De toenemende welvaartskloof

Facebooktwittermail

Boekbespreking van Marc Vandepitte. De kloof en de uitweg. Een dwarse kijk op ontwikkelingssamenwerking. Uitg. EPO, Berchem-Antwerpen, 2004. 136 blz. 10,00 euro. Isbn 90 6445 337 3.

Robert McNamara, die als Amerikaans minister van Defensie van 1961 tot 1968 volop betrokken was in de Vietnamese oorlog, beloofde als voorzitter van de Wereldbank (1968-1981) in de jaren 1970 dat tegen het jaar 2000 de armoede uit de wereld zou zijn gebannen. Zijn opvolgers zijn iets voorzichtiger. Ze spreken nu van een halvering tegen 2015.
Wie echter het zeer goed gedocumenteerde en beknopte boek van Marc Vandepitte leest, zal al gauw doorhebben dat ook die belofte meer dan ijdel is: ze is je reinste volksverlakkerij. De neoliberale politiek is er immers op gericht de welvaart te concentreren in handen van een beperkte groep mensen. Vandaar dat niet alleen de ontwikkelingslanden arm moeten blijven, maar dat ook in het Westen de armoede toeneemt (in het rijke België is 13% van de bevolking arm volgens een recente publicatie) en de kloof tussen rijk en arm groter wordt.
Noch McNamara noch zijn opvolgers hebben echt werk gemaakt van de armoedebestrijding. Integendeel, er is wel groei in de wereld, maar vooral van de armoede, zoals ten overvloede uit Vandepitte’s werk blijkt. « In 1970 bezaten de 20% rijkste landen van deze planeet dertigmaal zoveel als 20% armste landen. Dertig jaar later is dat reeds meer dan zeventigmaal zoveel » (blz. 17).

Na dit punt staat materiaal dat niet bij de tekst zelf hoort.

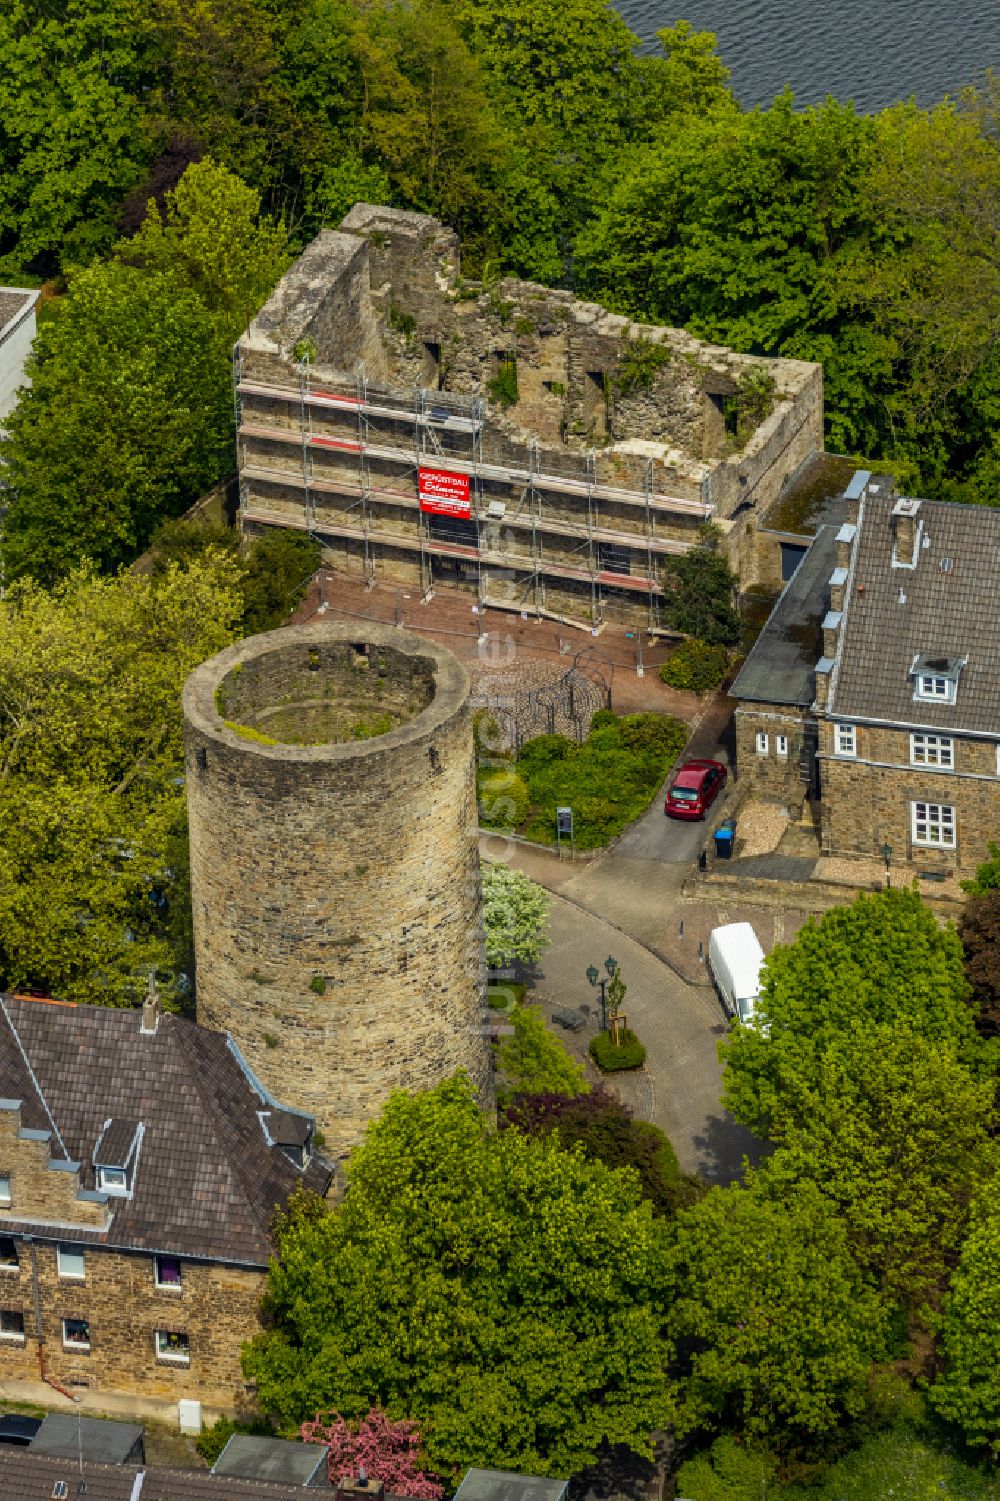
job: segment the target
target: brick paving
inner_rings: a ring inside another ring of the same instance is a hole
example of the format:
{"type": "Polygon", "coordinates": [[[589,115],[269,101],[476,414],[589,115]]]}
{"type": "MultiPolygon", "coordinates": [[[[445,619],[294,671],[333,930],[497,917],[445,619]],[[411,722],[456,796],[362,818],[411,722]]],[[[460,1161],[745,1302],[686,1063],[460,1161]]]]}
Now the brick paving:
{"type": "Polygon", "coordinates": [[[578,657],[581,667],[586,669],[589,663],[610,681],[616,713],[655,710],[690,723],[701,712],[695,694],[678,693],[660,682],[657,668],[670,655],[662,642],[650,645],[649,638],[642,636],[644,673],[639,677],[639,638],[634,633],[630,636],[625,626],[608,624],[600,635],[592,636],[589,630],[538,620],[530,614],[522,619],[517,613],[488,609],[474,615],[475,603],[465,590],[440,588],[424,603],[417,589],[386,583],[366,588],[361,579],[324,567],[312,580],[292,623],[299,625],[317,614],[327,620],[395,621],[450,647],[467,664],[483,666],[501,666],[524,656],[561,664],[565,670],[578,657]]]}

Blz. 24-26 bevatten op een overzichtelijke wijze een overzicht van de dieper wordende kloof tussen Noord en Zuid en de breder wordende kloof in het Westen zelf. Enkele voorbeelden: elke wereldburger beschikt gemiddeld over 15 euro per dag, maar de helft van de mensen moeten het met minder dan 2 euro en een vijfde zelfs met minder dan 1 euro per dag stellen. Terzelfder tijd ziet elk van de 200 rijksten van deze planeet zijn rijkdom per seconde toenemen met 25 euro.
De uitbuiting is overduidelijk als men weet dat de Amerikaanse basketbalspeler Michael Jordan voor de promotie van Nike-sportschoeisel meer kreeg dan het gezamenlijke jaarloon van 40.000 Indonesische arbeiders! De arbeidsters moeten 11 uur per dag werken aan een uurloon van nauwelijks 14 eurocent. Een arbeider krijgt 21 eurocent per sportschoen, terwijl de sportschoenen verkocht worden aan 50 tot 112 euro of 240 tot 500 maal zoveel. Van een ruime winstmarge gesproken!

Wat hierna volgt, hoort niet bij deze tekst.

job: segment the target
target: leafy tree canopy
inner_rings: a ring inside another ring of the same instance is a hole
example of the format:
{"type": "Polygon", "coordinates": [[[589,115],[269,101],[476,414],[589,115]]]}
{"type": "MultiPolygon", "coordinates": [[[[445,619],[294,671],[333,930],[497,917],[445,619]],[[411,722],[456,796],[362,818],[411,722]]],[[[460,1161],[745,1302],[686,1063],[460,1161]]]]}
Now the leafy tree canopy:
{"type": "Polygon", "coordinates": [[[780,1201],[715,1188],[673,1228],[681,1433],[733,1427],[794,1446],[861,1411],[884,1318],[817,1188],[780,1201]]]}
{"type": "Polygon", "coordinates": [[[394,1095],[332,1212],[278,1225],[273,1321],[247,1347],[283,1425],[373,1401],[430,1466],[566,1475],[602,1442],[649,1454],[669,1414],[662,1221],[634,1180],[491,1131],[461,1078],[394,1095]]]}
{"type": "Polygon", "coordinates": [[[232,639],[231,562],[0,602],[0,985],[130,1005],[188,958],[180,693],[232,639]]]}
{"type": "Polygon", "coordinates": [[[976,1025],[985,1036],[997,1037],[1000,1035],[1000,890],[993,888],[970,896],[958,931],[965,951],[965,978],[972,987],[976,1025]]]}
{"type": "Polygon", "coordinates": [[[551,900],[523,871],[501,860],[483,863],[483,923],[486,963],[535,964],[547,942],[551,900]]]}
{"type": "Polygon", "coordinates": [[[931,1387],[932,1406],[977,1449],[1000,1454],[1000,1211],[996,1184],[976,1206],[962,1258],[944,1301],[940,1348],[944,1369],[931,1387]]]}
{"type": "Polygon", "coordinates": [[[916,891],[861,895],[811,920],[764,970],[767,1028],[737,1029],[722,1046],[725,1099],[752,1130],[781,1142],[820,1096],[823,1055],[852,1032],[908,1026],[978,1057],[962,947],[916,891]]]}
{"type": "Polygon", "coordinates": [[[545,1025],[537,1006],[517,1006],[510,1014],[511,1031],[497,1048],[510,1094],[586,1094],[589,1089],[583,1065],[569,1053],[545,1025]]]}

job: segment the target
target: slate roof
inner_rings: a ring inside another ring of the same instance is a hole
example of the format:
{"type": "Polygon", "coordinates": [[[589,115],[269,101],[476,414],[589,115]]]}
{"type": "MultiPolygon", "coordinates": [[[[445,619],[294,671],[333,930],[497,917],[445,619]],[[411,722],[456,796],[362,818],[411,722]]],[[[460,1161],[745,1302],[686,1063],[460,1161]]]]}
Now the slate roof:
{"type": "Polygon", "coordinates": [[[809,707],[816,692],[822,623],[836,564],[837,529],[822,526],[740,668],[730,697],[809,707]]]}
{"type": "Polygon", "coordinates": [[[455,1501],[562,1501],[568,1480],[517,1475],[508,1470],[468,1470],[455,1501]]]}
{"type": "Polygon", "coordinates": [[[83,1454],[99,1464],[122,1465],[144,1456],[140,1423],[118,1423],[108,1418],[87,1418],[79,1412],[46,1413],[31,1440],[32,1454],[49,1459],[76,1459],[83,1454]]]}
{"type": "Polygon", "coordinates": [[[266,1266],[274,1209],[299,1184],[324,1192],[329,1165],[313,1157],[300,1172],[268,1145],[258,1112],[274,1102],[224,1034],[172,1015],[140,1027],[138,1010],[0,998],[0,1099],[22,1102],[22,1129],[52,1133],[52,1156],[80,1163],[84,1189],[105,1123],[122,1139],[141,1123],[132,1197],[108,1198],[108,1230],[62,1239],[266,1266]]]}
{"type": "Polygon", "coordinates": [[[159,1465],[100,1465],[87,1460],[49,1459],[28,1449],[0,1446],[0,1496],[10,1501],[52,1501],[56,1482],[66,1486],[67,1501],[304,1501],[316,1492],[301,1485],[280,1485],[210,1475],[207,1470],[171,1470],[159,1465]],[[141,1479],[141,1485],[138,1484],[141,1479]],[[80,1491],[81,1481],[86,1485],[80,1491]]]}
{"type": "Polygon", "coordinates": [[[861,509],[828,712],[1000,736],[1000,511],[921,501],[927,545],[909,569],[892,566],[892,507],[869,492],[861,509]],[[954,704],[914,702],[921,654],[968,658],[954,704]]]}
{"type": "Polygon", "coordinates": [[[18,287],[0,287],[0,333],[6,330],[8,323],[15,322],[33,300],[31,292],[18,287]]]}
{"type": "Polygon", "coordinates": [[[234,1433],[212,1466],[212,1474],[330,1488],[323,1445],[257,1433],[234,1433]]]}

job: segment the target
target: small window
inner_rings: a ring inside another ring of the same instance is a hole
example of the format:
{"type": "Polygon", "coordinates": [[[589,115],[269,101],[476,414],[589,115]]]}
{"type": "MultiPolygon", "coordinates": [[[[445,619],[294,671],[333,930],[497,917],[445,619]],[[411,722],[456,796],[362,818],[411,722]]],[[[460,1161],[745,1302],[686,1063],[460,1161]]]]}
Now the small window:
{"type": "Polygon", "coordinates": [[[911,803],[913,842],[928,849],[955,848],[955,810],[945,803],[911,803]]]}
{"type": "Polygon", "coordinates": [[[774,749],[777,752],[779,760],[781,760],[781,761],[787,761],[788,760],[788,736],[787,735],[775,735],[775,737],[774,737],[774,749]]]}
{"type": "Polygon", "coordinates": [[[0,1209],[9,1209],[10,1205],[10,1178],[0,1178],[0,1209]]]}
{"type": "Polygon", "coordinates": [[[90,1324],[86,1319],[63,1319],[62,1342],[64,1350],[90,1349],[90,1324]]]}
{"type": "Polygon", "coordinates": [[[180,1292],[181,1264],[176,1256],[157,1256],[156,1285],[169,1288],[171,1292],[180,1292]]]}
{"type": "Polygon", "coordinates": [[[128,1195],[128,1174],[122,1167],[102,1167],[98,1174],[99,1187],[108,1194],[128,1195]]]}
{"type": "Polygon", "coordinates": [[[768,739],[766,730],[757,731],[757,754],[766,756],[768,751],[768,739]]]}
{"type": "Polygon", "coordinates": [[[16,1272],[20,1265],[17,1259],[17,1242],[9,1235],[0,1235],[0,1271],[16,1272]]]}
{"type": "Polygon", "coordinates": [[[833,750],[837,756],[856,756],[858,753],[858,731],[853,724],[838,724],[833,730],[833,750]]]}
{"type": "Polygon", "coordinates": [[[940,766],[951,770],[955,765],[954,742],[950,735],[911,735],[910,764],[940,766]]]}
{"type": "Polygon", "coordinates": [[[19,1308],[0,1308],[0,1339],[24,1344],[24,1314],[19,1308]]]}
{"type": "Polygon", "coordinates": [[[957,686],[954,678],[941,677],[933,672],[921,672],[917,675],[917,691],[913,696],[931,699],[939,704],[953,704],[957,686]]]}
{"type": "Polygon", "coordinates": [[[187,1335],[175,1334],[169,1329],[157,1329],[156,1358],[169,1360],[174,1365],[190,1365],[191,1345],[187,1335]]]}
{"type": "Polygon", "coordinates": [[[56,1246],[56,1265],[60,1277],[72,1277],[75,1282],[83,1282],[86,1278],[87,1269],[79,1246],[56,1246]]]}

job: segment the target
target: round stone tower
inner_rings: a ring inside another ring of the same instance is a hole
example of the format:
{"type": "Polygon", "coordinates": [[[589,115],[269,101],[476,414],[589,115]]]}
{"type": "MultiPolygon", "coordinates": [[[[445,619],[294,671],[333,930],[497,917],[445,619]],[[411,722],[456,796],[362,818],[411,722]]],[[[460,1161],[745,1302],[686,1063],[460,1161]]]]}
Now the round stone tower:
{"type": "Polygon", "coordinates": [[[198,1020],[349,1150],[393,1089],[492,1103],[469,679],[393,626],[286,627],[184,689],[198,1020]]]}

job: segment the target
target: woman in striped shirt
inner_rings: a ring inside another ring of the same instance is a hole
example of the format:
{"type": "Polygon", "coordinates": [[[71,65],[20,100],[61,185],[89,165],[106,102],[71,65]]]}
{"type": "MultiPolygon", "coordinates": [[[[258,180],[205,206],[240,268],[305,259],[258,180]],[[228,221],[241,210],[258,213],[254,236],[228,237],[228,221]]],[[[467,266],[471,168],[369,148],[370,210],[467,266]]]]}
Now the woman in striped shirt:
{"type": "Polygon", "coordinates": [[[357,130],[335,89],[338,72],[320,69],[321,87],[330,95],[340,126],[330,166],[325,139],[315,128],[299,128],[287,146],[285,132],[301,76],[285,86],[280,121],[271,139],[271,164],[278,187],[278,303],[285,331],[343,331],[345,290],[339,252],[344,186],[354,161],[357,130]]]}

Sinds 1980 zagen de één miljard armsten hun inkomen achteruitgaan. Sinds de jaren negentig zijn 54 landen armer geworden, is er in 21 landen meer honger (die men ook geregeld zegt te willen bestrijden) en sterven in 14 landen meer kinderen. In het « welstellende », geïndustrialiseerde Noorden zijn meer dan 100 miljoen mensen dakloos, ten minste 37 miljoen werkloos en ongeveer 8 miljoen ondervoed. De Verenigde Staten tellen 45 miljoen armen. Zowat de helft van de zwarte bevolking leeft er in armoede.
Nochtans, zo stelt Marc Vandepitte vast, zou, wat de ontwikkelingslanden betreft, jaarlijks slechts 100 miljard dollar nodig zijn om iedereen te voorzien van onderwijs en gezondheidszorg, om de honger en de ergste armoede uit te roeien. En dat is slechts 0,39% van het inkomen van de geïndustrialiseerde landen, ondanks hun herhaalde plechtige beloften dat ze 0,70% zullen geven. In feite echter geven ze slechts 57 miljard dollar of 0,22% van hun inkomen.

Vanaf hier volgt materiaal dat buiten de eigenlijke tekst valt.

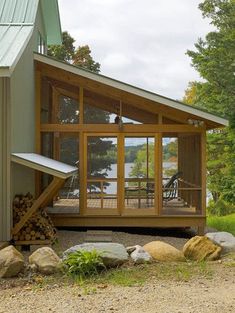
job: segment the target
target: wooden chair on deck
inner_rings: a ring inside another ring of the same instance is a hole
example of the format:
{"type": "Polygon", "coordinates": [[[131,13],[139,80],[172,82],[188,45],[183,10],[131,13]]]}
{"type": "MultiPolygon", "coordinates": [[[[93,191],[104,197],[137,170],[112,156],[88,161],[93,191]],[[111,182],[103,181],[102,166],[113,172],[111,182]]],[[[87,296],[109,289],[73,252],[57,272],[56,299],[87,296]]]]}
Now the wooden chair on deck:
{"type": "Polygon", "coordinates": [[[163,201],[168,202],[177,198],[178,179],[182,177],[182,175],[183,172],[177,172],[163,185],[163,201]]]}

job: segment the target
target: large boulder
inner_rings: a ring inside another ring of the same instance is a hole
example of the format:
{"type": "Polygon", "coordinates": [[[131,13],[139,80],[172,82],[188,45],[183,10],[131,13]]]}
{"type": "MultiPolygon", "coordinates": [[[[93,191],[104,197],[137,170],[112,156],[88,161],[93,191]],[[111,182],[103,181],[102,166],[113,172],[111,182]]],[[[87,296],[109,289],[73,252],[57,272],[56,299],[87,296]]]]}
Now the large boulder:
{"type": "Polygon", "coordinates": [[[63,259],[66,259],[67,255],[78,250],[92,251],[96,250],[100,253],[100,256],[107,267],[115,267],[128,261],[128,253],[125,247],[120,243],[113,242],[94,242],[83,243],[69,248],[63,253],[63,259]]]}
{"type": "Polygon", "coordinates": [[[134,251],[131,252],[130,256],[135,264],[149,263],[152,261],[151,255],[145,251],[143,247],[136,245],[133,248],[134,251]]]}
{"type": "Polygon", "coordinates": [[[51,248],[42,247],[30,255],[29,264],[36,266],[40,273],[50,275],[60,269],[61,259],[51,248]]]}
{"type": "Polygon", "coordinates": [[[185,261],[181,251],[162,241],[149,242],[143,248],[157,261],[185,261]]]}
{"type": "Polygon", "coordinates": [[[188,240],[183,247],[184,256],[190,260],[217,260],[221,254],[221,247],[215,245],[206,236],[195,236],[188,240]]]}
{"type": "Polygon", "coordinates": [[[24,257],[13,246],[0,250],[0,277],[14,277],[24,267],[24,257]]]}
{"type": "Polygon", "coordinates": [[[206,237],[212,240],[215,244],[222,247],[222,253],[235,252],[235,237],[225,231],[216,233],[207,233],[206,237]]]}

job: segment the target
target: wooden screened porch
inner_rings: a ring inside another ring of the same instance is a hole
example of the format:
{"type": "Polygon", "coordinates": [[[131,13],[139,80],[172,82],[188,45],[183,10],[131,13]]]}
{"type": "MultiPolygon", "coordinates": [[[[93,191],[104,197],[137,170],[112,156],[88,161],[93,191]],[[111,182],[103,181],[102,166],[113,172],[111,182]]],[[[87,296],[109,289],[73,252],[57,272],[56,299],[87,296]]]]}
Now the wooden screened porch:
{"type": "MultiPolygon", "coordinates": [[[[56,226],[202,231],[206,130],[218,122],[45,56],[35,69],[36,152],[78,167],[48,207],[56,226]]],[[[51,178],[36,176],[40,194],[51,178]]]]}

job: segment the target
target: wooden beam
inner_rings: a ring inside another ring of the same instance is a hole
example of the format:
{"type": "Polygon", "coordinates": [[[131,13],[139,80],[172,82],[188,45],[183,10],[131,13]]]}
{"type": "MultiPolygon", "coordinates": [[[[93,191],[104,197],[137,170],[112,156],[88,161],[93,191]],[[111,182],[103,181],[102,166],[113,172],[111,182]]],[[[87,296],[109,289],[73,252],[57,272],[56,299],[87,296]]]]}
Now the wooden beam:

Hoe is dat allemaal mogelijk? Door onrechtvaardige mechanismen, die Marc Vandepitte haarfijn uit de doeken doet. De spelregels van de wereldeconomie zijn nu eenmaal zo vastgelegd dat ze in het voordeel van de hoofdrolspelers zijn, ten koste van de andere. Het is meer dan cynisch de rijke landen te horen pleiten voor meer en meer globalisering, terwijl ze zich in feite antiglobalistisch opstellen. « Globalisering » betekent voor hen dat de ontwikkelingslanden hun deuren wagenwijd open moeten stellen voor hun producten, terwijl ze zich het recht voorbehouden om de producten van de ontwikkelingslanden te weren door onder meer hoge invoerrechten. Meer nog, de producten die ze uitvoeren worden zwaar gesubsidieerd terwijl de ontwikkelingslanden aangemaand worden de concurrentie niet te vervalsen en dus elke subsidiëring af te bouwen…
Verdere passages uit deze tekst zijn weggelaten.